Le chemin vers la COP30 est entré dans sa phase finale, avec des problèmes de financement et des objectifs de réduction des émissions polluantes toujours en suspens, mais avec l'objectif d'aller vers la substitution des énergies fossiles.

Les débats préalables à la Conférence des Nations Unies sur les changements climatiques (COP30), prévue le 10 novembre à Belém, en Amazonie brésilienne, se sont conclus ce mardi par la clôture du dernier cycle de consultations entre négociateurs.

La pré-COP30 a réuni pendant deux jours à Brasilia des représentants de 67 des 162 pays déjà accrédités pour le sommet, qui n'ont pas réussi à surmonter les principaux obstacles qui persistent dans les négociations.

La Nigériane Amina Mohammed, secrétaire générale adjointe de l'ONU, a qualifié cette précédente réunion de « moment critique sur la route de la COP30 ».

Lors de la cérémonie de clôture, Mohammed a souligné la difficulté d'obtenir des financements pour lutter contre le changement climatique dans les pays les moins développés. Il a également noté que l'ONU s'attend toujours à ce que les pays qui n'ont pas soumis leurs objectifs de réduction des émissions pour 2035 le fassent, puisque seuls 67 gouvernements ont respecté cet engagement.

Le président de la COP30

« Tous les pays qui n'ont pas présenté leur CDN (le nom donné à ces objectifs) doivent le faire et rapidement, car nous avons besoin de données pour pouvoir faire face à la réalité », a déclaré le responsable de l'ONU, qui a également exhorté à ce que la COP30 « garantisse le financement de la lutte contre le changement climatique ».

Grace Fu, ministre de l'Environnement de Singapour, a participé à la clôture et a souligné les difficultés d'une « transition énergétique juste, tant au niveau national qu'international ». Il a souligné que le principal problème reste celui du financement : « Les voies vers une transition juste doivent être ouvertes à tous les pays.
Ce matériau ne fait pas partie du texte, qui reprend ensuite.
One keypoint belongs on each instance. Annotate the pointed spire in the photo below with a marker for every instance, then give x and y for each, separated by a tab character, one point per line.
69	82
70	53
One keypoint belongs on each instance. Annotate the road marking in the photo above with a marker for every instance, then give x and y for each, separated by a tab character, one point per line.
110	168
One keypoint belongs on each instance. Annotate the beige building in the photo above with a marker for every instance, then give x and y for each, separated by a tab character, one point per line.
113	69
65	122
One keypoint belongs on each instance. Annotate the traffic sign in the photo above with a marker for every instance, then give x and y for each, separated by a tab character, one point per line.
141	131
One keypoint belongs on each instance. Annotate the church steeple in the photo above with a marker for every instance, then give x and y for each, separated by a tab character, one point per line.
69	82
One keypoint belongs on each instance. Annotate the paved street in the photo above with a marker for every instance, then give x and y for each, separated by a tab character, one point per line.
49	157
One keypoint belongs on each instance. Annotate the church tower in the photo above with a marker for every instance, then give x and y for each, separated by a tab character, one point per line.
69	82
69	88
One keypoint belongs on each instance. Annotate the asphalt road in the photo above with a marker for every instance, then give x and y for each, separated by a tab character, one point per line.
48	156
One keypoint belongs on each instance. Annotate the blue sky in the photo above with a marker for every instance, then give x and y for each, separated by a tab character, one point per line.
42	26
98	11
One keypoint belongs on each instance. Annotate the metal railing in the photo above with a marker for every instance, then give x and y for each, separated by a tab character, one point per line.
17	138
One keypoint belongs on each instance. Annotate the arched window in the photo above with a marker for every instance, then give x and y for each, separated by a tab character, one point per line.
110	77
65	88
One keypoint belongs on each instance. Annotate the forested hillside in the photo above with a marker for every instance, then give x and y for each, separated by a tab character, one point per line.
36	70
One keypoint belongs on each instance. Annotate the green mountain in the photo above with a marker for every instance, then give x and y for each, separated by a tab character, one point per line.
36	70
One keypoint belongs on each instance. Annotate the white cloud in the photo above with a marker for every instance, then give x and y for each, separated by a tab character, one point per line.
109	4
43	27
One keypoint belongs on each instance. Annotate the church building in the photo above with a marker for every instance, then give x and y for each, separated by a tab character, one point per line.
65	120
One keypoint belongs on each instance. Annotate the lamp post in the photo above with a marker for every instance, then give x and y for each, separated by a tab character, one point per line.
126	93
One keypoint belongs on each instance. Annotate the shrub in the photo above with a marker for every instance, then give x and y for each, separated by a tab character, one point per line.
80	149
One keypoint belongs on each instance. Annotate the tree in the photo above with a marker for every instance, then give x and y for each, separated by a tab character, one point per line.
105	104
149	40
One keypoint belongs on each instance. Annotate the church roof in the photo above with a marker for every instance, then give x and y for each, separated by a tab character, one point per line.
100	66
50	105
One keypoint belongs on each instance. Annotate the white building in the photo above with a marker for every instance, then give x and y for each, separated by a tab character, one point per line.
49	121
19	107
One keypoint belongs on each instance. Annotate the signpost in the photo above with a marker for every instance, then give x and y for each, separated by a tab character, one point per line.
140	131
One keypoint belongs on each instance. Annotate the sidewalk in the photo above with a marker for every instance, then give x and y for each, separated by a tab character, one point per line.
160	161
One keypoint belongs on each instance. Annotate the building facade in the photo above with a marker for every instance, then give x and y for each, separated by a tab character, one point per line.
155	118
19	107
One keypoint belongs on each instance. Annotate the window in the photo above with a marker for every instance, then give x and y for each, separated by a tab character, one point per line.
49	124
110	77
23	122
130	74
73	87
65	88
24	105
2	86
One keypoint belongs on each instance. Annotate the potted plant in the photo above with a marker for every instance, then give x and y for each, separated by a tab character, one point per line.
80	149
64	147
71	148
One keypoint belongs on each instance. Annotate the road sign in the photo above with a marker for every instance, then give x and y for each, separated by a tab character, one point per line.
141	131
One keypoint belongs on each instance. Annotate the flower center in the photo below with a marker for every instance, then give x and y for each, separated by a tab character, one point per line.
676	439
Il n'est pas utile que seuls quelques-uns le fassent ».

De son côté, Marina Silva, ministre brésilienne de l'Environnement, a souligné que la réunion de Belém devait se concentrer sur la « mise en œuvre » et laisser de côté les « discours » pour laisser la place aux « actions concrètes ».

Concernant le financement, Silva a identifié trois domaines prioritaires : « Préservation, lutte contre la déforestation et restauration des forêts ». Bien qu’il existe un consensus sur ces points, il n’existe aucune garantie de ressources pour y répondre.

Malgré les progrès, le voyage vers Belém conserve les mêmes défis. « Il reste beaucoup de choses à résoudre », a reconnu le président de la COP30, le diplomate brésilien André Corrêa do Lago.

Le ministre des Finances de

Lors de la pré-COP30, un consensus a été atteint pour proposer, lors de la réunion de Belém, l'adoption d'un engagement mondial visant à quadrupler la production de carburants durables d'ici 2035.

« L'idée est d'adopter un document qui soit un signal, un message politique sur la nécessité de remplacer les combustibles fossiles », a expliqué João Marcos Paes Leme, directeur de l'énergie au ministère brésilien des Affaires étrangères.

Parmi les produits mentionnés figurent l’éthanol, les carburants synthétiques et l’hydrogène vert, dont le rôle sur les marchés mondiaux est actuellement « résiduel », selon le responsable.

Cette proposition bénéficie du soutien du Brésil, de l'Italie, du Japon et de l'Inde et répond à ce qui a été convenu lors de la COP28 en 2023 à Dubaï, où elle a été définie pour promouvoir la production de carburants durables, mais sans établir d'échelle spécifique.

Le directeur général de l'Agence internationale des énergies renouvelables (Irena), l'Italien Francesco La Camera, a valorisé l'initiative : « Nous nous rendrons à Belém avec beaucoup d'optimisme. Nous pensons que c'est un objectif possible et qu'il y a l'engagement politique nécessaire », a-t-il déclaré à propos de la promotion des combustibles alternatifs par rapport aux combustibles fossiles.